NVSHMEM Performance Test on A100

Hi All
I am looking at NVIDIA NVSHMEM Document and would like to follow and check the performance using NVSHMEM on A100.
Currently, I am using the latest 2.9.0-2, which includes the perftest natively. I have completed the build and make the perftest running successfully on 8xA100 within single node. To my surprise, I have found the both Collective and P2P test Performance is very low. The measured bandwidth is very lower than NVLink Bandwidth. I have read some NVIDIA blogs and Docs, it sounds like the NVSHMEM perftest should be able to get close to the NVLink bandwidth by using NVSHMEM and NVLink, but it doesn’t mention how to run.
So, I would like to ask if someone can help me out on the performance test with NVSHMEM

Many Thanks

Hello, If you are running the shmem_put_bw perftest, by default it runs only 4 CTAs. To achieve full NVLInk bandwidth you should try increasing the number of CTAs by passing “-c #CTAs” argument to the program.
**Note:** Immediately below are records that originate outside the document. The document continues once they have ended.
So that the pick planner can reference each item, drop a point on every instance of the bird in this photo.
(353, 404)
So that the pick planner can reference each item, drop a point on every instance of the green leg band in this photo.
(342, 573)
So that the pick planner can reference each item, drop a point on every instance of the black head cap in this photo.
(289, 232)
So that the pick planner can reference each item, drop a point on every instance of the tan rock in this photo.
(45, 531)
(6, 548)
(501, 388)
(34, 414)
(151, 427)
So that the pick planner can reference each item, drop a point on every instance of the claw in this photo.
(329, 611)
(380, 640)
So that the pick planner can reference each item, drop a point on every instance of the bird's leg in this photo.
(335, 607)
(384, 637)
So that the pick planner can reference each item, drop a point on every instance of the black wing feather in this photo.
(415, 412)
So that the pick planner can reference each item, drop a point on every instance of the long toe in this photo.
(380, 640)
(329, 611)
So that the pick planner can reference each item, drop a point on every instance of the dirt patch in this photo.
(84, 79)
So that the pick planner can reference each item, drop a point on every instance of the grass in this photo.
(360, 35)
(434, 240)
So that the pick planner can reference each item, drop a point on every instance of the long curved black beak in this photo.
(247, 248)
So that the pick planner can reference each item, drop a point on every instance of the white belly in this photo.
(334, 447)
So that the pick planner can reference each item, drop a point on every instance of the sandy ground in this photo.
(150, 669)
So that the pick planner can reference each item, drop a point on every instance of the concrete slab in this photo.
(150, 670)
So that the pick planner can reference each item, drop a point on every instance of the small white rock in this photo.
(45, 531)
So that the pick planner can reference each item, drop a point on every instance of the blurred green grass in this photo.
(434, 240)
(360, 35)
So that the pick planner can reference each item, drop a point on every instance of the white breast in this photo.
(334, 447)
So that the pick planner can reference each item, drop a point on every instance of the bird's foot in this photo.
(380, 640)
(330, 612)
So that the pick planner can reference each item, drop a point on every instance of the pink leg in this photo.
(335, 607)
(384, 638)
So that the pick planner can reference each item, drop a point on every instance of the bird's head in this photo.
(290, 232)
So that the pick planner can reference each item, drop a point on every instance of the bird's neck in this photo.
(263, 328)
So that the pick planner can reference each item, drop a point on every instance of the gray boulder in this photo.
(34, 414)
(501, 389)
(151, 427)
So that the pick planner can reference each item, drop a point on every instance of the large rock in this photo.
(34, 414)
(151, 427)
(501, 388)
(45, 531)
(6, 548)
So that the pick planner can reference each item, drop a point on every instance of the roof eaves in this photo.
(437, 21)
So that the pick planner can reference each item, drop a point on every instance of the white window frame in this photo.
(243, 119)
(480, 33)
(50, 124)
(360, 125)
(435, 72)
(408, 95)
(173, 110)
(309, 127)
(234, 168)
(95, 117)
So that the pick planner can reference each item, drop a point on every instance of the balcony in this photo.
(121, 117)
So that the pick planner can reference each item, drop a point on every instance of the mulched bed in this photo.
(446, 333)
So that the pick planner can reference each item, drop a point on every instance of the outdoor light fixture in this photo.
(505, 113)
Please let us know how it goes.

Many Thanks for the Reply!
Currently, I am doing the comparison on collective performance test, such as alltoall latency. I have tried some config.s on CTAs, e.g. 64, it can increase the performance, from 2GB/s to 4GB/s, but I think it still be far away from the NCCL and NVlink bandwdith.

Any suggtions on this point??

Cheers